Easton Art Museum Learns Art of Moving Light

The multi-purpose room at the Academy Art Museum in Easton, MD, is used for events such as lectures, musical presentations, children’s performances, and banquets, and is rented out for small weddings, anniversary, and office parties. In the past, other spaces in the Museum used track lights for general and accent lighting, but Board members wanted more theatrical effect lighting for the Museum’s changing, multipurpose functions. They did not, however, want to increase maintenance burdens with the refocusing of conventional spotlights.

After a visit to a demo at the Kennedy Center, museum director Chris Brownawell and the Museum’s Board members were convinced that automated lighting was the way to go. They installed four ETC Source Four Revolution® automated luminaires instead of the standard theatrical pipe grid. Due to the size of the room and the classic feel of the building, aesthetics were a priority. A cluttered pipe grid with multiple fixtures and extension cables would have been unacceptable. Instead, white Revolutions were mounted directly to the ceiling. "The fixtures just disappeared into the room. People don’t even notice them," says Paul Makosky, a programmer at the museum.

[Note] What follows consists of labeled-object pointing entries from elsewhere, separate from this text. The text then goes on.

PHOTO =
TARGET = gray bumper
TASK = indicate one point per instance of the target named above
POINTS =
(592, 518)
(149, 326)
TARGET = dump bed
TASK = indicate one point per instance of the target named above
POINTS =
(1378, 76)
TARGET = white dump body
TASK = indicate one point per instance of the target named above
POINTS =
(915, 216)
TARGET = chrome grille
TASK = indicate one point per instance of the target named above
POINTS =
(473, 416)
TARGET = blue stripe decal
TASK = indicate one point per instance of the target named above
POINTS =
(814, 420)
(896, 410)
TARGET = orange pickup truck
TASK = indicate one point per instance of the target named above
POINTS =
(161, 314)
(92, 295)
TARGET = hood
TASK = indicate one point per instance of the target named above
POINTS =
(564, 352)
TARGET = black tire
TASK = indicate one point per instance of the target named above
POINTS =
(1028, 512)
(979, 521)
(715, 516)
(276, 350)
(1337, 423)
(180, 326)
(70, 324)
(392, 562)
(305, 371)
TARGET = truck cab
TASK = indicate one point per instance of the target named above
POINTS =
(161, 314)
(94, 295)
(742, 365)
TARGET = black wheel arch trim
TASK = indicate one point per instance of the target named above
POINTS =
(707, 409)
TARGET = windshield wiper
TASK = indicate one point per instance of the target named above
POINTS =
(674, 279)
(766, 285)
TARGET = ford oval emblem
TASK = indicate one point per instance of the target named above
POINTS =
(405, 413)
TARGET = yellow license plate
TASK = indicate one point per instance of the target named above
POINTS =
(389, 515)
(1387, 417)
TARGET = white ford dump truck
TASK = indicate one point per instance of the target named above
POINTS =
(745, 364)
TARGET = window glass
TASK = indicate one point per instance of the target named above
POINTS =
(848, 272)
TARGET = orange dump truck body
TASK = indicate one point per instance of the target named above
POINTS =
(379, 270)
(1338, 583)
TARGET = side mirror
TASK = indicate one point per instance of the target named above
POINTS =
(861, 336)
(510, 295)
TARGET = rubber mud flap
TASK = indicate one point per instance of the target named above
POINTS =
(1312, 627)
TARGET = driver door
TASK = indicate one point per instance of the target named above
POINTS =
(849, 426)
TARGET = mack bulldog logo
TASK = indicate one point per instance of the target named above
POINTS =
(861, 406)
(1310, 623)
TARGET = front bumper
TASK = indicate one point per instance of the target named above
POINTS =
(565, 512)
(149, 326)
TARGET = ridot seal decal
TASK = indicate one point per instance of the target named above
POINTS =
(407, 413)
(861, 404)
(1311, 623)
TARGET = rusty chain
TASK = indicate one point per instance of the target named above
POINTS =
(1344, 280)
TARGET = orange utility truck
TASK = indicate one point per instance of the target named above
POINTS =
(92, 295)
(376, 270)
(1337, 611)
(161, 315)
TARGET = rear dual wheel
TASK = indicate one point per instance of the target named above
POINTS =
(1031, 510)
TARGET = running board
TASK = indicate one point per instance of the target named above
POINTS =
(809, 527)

With their new Revolutions, Museum facilities technicians can set up a variety of preset lighting looks for different events and change these presets without having to climb a ladder to do the same. The multipurpose room can be configured in several ways depending on the event, and the Revolutions allow for fast and accurate formatting. Features such as color and diffusion can be added, which would have been difficult to implement for traditional lighting without prior planning. Control of the Revolutions is performed by a ETC Unison® LCD station that has been configured to allow any person with little or no training to select a preprogrammed look. "This is so much more convenient than climbing a ladder or pushing fixtures with a long stick to change looks," says Janet Hendricks, education coordinator. All of the Revolutions’ functions are also available under a passcode on the same LCD that allows the facility to alter the publicly available presets.

Art museum environments are also particularly concerned with noise moderation. Since Easton’s multipurpose room is relatively small, any peripheral noise would disrupt performances and lectures. After the demonstration at the Kennedy Center, the Board members knew that Revolutions would be the right choice for their museum. The Revolutions run virtually silently, without the motor and fan noise that most automated fixtures produce.